Raporda yer alan diğer ilgi çekici sonuçlar ise şu şekilde:
En yüksek yaşam memnuniyeti oranı, İsviçre’deki bölgelerde. Buna karşılık, Macaristan’daki bölgeler en düşük yaşam memnuniyeti oranına sahip.
Türkiye’nin doğusunda yaşam memnuniyeti düzeyleri arasındaki farklılık 4.4/10 puan.
OECD ülkeleri içinde en yüksek gelir eşitsizliği Türkiye, Meksika ve İsrail’de.
ABD, Meksika ve Estonya, ölüm oranı ve ortalama yaşam süresi ile ölçülen “sağlık” göstergesi açısından en yüksek bölgesel farklılıkların olduğu ülkeler.
Şehir düzeyinde bakıldığında, Londra’nın farklı mahallelerinde ortalama yaşam süresi açısından 20 yıllık bir farklılık söz konusu. OECD ülkeleri içinde ortalama yaşam süresi açısından farklılık ortalama 8 yıl. Dolayısıyla, Londra OECD ortalamasının 2 katından daha yüksek bir farklılığa sahip.
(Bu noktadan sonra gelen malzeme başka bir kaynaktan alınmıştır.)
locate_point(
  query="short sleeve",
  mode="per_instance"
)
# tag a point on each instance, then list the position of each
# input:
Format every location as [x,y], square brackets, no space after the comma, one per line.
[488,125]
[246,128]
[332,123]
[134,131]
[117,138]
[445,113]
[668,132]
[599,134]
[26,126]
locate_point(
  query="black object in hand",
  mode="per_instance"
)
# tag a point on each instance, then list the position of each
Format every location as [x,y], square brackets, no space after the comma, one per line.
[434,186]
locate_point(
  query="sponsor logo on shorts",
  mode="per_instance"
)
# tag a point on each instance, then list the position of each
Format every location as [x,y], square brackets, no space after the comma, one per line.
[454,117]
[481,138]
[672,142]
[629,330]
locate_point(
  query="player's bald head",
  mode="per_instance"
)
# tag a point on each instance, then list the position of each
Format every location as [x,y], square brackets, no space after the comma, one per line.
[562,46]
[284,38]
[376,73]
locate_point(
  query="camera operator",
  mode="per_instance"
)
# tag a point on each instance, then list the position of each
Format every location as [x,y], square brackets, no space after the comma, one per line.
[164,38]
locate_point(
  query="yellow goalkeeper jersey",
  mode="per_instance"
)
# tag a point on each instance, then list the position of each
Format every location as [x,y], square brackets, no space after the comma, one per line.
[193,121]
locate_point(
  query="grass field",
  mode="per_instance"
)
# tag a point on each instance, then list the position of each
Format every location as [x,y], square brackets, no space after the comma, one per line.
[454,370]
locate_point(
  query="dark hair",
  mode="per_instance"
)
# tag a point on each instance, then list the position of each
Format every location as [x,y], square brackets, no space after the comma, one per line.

OECD bölgelerinin yüzde 55’nde, doğumda yaşam beklentisi 80 yılın üzerinde. OECD bölgesinde bir kadın bir erkekten neredeyse 6 yıl daha uzun yaşıyor.
İşgücü verimliliği, kentsel alanlarda kırsal alanlara göre daha yüksek. Çalışan başına GSYİH payı üzerinden ölçülen verimlilik oranı, OECD ülkeleri içinde kırsal alanlar ve diğer alanlar arasında 2013 yılı itibarıyla yüzde 30 farklılık gösteriyor. Yani, örneğin kentteki bir çalışanın verimlilik düzeyi 100 puan kabul edilirse, kırsal alanda çalışan bir kişinin verimlilik düzeyi en fazla 70 puan. Söz konusu farklılık, Asya’ya kıyasla Kuzey Amerika ve Avrupa bölgesinde daha yüksek.
Türkiye, İtalya ve İspanya’da en yüksek ve en düşük bölgesel işsizlik oranları arasındaki farklılık yüzde 20 puan.
İngiltere’de en yüksek güvenlik düzeyi Galler Bölgesindeyken; en düşük düzey Londra Büyükşehir bölgesinde. İngiltere içinde gelir ve eğitim göstergeleri açısından en düşük puan, Kuzey İrlanda bölgesinde.
Cinayet oranları açısından en yüksek bölgesel farklılıklar Meksika’da. Bu anlamda, Meksika içinde en fazla cinayetin işlendiği bölge Guerrero’da 100 bin kişi içinde yaklaşık 65 kişi cinayete kurban giderken, Yucatan bölgesinde 100 bin kişi içinde sadece 2.4 kişi cinayet sonucu öldürülüyor.
OECD ülkelerinde son 15 yıl içinde yaşlı nüfus, nüfusun geri kalanına kıyasla beş kat artmış durumda. 33 OECD ülkesinden 26’sında yaşlı bağımlılık oranı kentlere kıyasla kırsal alanlarda daha yüksek.

Küresel refah için bölgesel eşitsizliklerle mücadele edilmeli

OECD’ye göre, ulusal ortalamaların ve ülkeler arasındaki farklılıkların yanı sıra yerel düzeyde bölgesel eşitsizlikleri anlayabilmek de çok önemli. Çünkü bu olmadan, yani bölgesel eşitsizlikler ortadan kaldırılmadan, Sürdürülebilir Kalkınma Hedefleri doğrultusunda yerel ve küresel çapta refahın geliştirilebilmesi mümkün görünmüyor. Ayrıca, hükümetlerin kamu harcamalarının en az yüzde 40’ını yerel ve bölgesel düzeyde kullandıkları (OECD ülkelerinde yapılan kamu yatırımlarının yüzde 60’ı yerel ve bölgesel düzeyde) düşünüldüğünde de bölgesel eşitsizliklerle mücadelenin önemi bir kez daha ortaya çıkıyor. Raporda, bu anlamda pek çok bölgenin firmaların ve kişilerin üretkenliğini artırma ve istihdamı yeniden yapılandırma mücadelesi verdiği vurgulanıyor.